Non-clairvoyant Dynamic Mechanism Design

Despite their better revenue and welfare guarantees for repeated auctions, dynamic mechanisms have not been widely adopted in practice. This is partly due to the complexity of their implementation as well as their unrealistic use of forecasting for future periods. We address these shortcomings and present a new family of dynamic mechanisms that are simple and require no distribution knowledge of future periods. This paper introduces the concept of non-clairvoyance in dynamic mechanism design, which is a measure-theoretic restriction on the information that the seller can use. A dynamic mechanism is non-clairvoyant if the allocation and pricing rule at each period does not depend on the type distributions in future periods. We develop a framework (bank account mechanisms) for characterizing, designing, and proving lower bounds for dynamic mechanisms (clairvoyant or non-clairvoyant). This framework is used to characterize the revenue extraction power of non-clairvoyant mechanisms with respect to mechanisms that are allowed unrestricted use of distributional knowledge.

Dynamic Double Auctions: Towards First Best

We study the problem of designing dynamic double auctions for two-sided markets in which a platform intermediates the trade between one seller offering independent items to multiple buyers, repeatedly over a finite horizon, when agents have private values. Motivated by online platforms for advertising, ride-sharing, and freelancing markets, we seek to design mechanisms satisfying the following properties: no positive transfers, i.e., the platform never asks the seller to make payments nor are buyers ever paid and periodic individual rationality, i.e., every agent derives a non-negative utility from every trade opportunity. We provide mechanisms satisfying these requirements that are asymptotically efficient and budget-balanced with high probability as the number of trading opportunities grows. Moreover, we show that the average expected profit obtained by the platform under these mechanisms asymptotically approaches first best (the maximum possible welfare generated by the market). We also to extend our approach to general environments with complex, combinatorial preferences.

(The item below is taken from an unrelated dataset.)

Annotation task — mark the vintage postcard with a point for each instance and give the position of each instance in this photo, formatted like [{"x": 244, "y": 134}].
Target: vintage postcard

Randomized Assignments for Barter Exchanges: Fairness vs. Efficiency

We study fairness and efficiency properties of randomized algorithms for barter exchanges with direct applications to kidney exchange problems. It is well documented that randomization can serve as a tool to ensure fairness among participants. However, in many applications, practical constraints often restrict the maximum allowed cycle-length of the exchange and for randomized algorithms, this imposes constraints of the cycle-length of every realized exchange in their decomposition. We prove that standard fairness properties such as envy-freeness or symmetry are incompatible with even the weakest notion of economic efficiency in this setting. On the plus side, we adapt some well-known matching mechanisms to incorporate the restricted cycle constraint and evaluate their performance experimentally on instances of the kidney exchange problem, showing tradeoffs between fairness and efficiency.